The name of a function declared in block scope and the name of a variable declared by a block scope extern declaration have linkage. If there is a visible declaration of an entity with linkage having the same name and type, ignoring entities declared outside the innermost enclosing namespace scope, the block scope declaration declares that same entity and receives the linkage of the previous declaration. If there is more than one such matching entity, the program is ill-formed. Otherwise, if no matching entity is found, the block scope entity receives external linkage.[ Example:

static void f();
static int i = 0; // #1
void g() {
    extern void f(); // internal linkage
    int i; // #2 i has no linkage
    {
        extern void f(); // internal linkage
        extern int i; // #3 external linkage
    }
}

There are three objects named i in this program. The object with internal linkage introduced by the declaration in global scope (line #1), the object with automatic storage duration and no linkage introduced by the declaration on line #2, and the object with static storage duration and external linkage introduced by the declaration on line #3. —end example ]

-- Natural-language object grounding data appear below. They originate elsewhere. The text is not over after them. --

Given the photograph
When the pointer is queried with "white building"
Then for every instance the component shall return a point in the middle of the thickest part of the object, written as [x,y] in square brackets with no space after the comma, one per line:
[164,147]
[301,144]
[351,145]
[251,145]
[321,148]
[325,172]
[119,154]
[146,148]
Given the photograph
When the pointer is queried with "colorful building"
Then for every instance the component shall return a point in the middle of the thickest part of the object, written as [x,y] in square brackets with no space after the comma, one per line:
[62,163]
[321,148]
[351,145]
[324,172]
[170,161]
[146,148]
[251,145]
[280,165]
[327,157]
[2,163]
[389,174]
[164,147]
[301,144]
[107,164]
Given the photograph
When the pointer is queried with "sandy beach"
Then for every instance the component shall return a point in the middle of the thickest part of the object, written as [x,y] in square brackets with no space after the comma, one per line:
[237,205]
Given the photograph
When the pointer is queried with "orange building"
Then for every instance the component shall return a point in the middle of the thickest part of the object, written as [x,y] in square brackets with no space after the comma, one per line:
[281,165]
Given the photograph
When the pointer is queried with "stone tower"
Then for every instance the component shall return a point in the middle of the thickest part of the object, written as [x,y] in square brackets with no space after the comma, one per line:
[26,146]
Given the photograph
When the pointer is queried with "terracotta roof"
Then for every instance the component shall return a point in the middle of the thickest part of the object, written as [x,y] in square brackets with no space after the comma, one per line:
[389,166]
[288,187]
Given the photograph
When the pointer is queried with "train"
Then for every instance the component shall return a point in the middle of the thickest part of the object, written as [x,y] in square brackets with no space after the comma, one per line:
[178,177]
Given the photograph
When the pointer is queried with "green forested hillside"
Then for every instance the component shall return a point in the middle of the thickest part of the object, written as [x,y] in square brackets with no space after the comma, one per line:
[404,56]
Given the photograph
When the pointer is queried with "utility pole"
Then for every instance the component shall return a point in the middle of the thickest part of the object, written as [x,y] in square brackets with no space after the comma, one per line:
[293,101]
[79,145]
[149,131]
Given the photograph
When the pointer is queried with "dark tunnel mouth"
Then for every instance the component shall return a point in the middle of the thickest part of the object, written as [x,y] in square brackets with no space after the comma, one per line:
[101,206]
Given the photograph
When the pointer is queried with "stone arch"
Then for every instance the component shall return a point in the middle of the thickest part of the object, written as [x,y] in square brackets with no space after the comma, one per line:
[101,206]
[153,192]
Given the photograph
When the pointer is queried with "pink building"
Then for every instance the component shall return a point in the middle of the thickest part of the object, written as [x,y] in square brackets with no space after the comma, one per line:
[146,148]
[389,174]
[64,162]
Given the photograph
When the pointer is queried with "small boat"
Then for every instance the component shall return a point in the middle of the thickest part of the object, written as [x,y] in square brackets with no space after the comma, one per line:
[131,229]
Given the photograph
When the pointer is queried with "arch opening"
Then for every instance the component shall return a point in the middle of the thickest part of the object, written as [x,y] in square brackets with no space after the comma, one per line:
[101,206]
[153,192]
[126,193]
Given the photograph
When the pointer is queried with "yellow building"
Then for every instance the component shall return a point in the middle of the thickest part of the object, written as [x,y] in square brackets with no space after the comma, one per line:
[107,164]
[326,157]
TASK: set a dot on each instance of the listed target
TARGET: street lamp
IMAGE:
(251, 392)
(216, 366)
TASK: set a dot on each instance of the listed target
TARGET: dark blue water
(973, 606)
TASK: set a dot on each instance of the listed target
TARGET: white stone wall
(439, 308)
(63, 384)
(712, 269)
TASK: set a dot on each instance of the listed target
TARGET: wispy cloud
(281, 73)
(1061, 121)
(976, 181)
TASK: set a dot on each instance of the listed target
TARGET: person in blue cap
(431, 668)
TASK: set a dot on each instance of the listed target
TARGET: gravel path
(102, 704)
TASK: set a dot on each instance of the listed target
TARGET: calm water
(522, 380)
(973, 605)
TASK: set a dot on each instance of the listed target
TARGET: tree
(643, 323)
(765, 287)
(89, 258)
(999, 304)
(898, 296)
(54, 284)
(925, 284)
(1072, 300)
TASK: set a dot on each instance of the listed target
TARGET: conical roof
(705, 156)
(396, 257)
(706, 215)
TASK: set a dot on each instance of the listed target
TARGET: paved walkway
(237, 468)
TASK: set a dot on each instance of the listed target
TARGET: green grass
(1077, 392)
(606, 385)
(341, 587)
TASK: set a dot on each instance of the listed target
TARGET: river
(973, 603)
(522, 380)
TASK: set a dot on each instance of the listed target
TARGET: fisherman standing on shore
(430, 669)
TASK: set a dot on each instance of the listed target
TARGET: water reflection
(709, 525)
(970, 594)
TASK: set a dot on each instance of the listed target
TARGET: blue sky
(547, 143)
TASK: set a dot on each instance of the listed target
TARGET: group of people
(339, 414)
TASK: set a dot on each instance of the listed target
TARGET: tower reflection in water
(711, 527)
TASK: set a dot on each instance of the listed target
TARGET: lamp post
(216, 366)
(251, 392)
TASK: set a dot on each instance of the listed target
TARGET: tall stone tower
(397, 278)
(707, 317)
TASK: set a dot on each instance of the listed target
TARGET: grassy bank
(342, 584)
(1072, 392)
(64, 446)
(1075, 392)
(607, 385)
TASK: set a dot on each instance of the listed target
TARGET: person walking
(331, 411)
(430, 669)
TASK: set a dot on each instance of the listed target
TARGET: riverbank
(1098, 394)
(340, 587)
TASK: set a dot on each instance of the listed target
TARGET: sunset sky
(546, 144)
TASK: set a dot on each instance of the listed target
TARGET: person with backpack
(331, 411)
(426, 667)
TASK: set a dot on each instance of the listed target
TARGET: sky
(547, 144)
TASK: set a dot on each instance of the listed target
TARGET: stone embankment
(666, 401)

I have two comments about this paragraph:

1. The static int i = 0;declaration in the global scope is not visible inside the block containing the declaration extern int i; (#3). Therefore we can only say that this latter declaration has external linkage, i.e., we can't associate it with declaration #1.
2. Otherwise, if the declaration static int i; is considered visible by the declaration #3, than according to the text in the paragraph, the block scope declaration declares the same entity and receives the linkage of the previous declaration, that is, internal linkage, and not external linkage, as stated in the Example.

What am I missing here?

Answer 1

This is subject to active issue 426 which says:

An example in 3.5 [basic.link] paragraph 6 creates two file-scope variables with the same name, one with internal linkage and one with external.

static void f();
static int i = 0;                       //1
void g() {
      extern void f();                // internal linkage
      int i;                          //2: i has no linkage
      {
              extern void f();        // internal linkage
              extern int i;           //3: external linkage
      }
}  

Is this really what we want? C99 has 6.2.2.7/7, which gives undefined behavior for having an identifier appear with internal and external linkage in the same translation unit. C++ doesn't seem to have an equivalent.

The original proposal was to make it undefined behavior:

We agree that this is an error. We propose to leave the example but change the comment to indicate that line //3 has undefined behavior, and elsewhere add a normative rule giving such a case undefined behavior.

but the last two comments say:

According to 3.5 [basic.link] paragraph 9, the two variables with linkage in the proposed example are not “the same entity” because they do not have the same linkage. Some other formulation will be needed to describe the relationship between those two variables.

and:

The CWG decided that it would be better to make a program with this kind of linkage mismatch ill-formed instead of having undefined behavior.

The latest comments did not propose a new wording and it has not been updated since 2006, so at best we can say the current thinking is that this is ill-formed.

For reference the draft C99 standard 6.2.2.7/7 says:

If, within a translation unit, the same identifier appears with both internal and external linkage, the behavior is undefined.